労働あ・ら・かると

 当コーナーでは、専門家による労働政策、労働経済情勢等に関するレポートを、随時紹介させていただいております。専門家の方々の明快な主張、独自の切り口による鋭い論評等が満載のレポートとなっています。ぜひ、ご覧になって下さい。

今月のテーマ(2009年1月 その3)

人材ビジネスの品格

 2年ほど前に「ハケンの品格」というテレビドラマが話題になりました。主人公は篠原涼子扮する派遣スタッフです。彼女は高度な専門技術や多彩な資格を持ち、仕事の遂行能力が極めて高い。しかし、残業は全くしない、昼食、夕食含めて仕事以外のつきあいも一切しないという方針を貫いています。あのドラマは「ホワイトカラー事務職や専門職は技能がないとダメだよ」という警鐘を鳴らしたようにも思えます。いろいろなオフィスで「派遣の人は優秀だ」とよく言われますが、それは技能を磨かないと仕事が回ってこないからでしょう。一方、正社員の方は定年まで雇用を約束されるという安心感(それも危うい昨今ですが)が人間の上昇意欲を削いでしまう一面が、一部の方々でしょうが見受けられます。しかし、派遣で働こうが、アルバイトで働こうが、定年までの契約であろうが、一生懸命働き、技能を磨くということを働く側が忘れたらダメなんじゃないかと思います。このドラマは、そうしたことを教えてくれたと思います。

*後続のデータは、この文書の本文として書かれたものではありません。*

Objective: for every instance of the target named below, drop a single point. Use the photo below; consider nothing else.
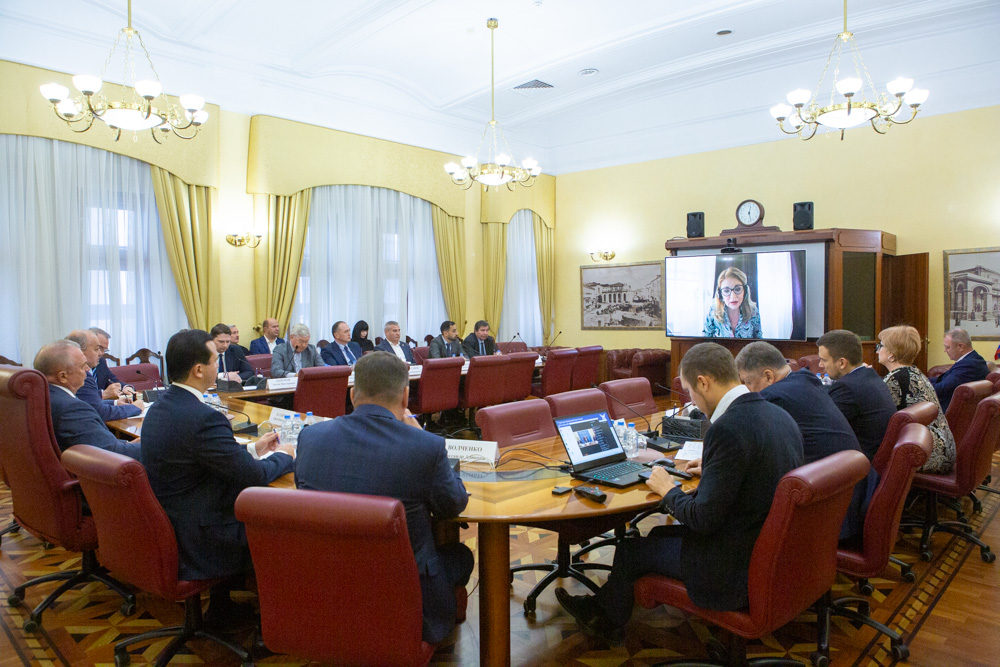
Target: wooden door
(904, 295)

 世の中は「派遣」が格差社会のすべての元凶だと言わんばかりの論調が目につきますが、少なくともあのドラマの登場人物のようなホワイトカラースペシャリストを派遣する人材ビジネスまでもが悪者扱いされるのだとしたら、とても悲しいことだと思います。

 一方で、「本当に雇用責任というものが解っているのだろうか?」と思える経営者もいることは事実です。「働きすぎは労働者にも責任がある」と放言した経済団体の役員もしている経営者が話題になりましたが、長い歴史の中で各国の労働法がどのようにでき上がってきたかを全く理解しないまま、そのような言葉を堂々とTVで放言する経営者が最近目につきます。企業と対等に交渉力のある労働者が、働く人びとの何パーセントいるのか。社長ですら株主から解任される時代です。すごくお金持ちでも貯金が減っていくことに耐えられないという人に会ったこともあります。人を雇おうとする雇用主も、職業紹介を行おうとする方々も、労働契約の特徴というものをもう一度考えていただければと思います。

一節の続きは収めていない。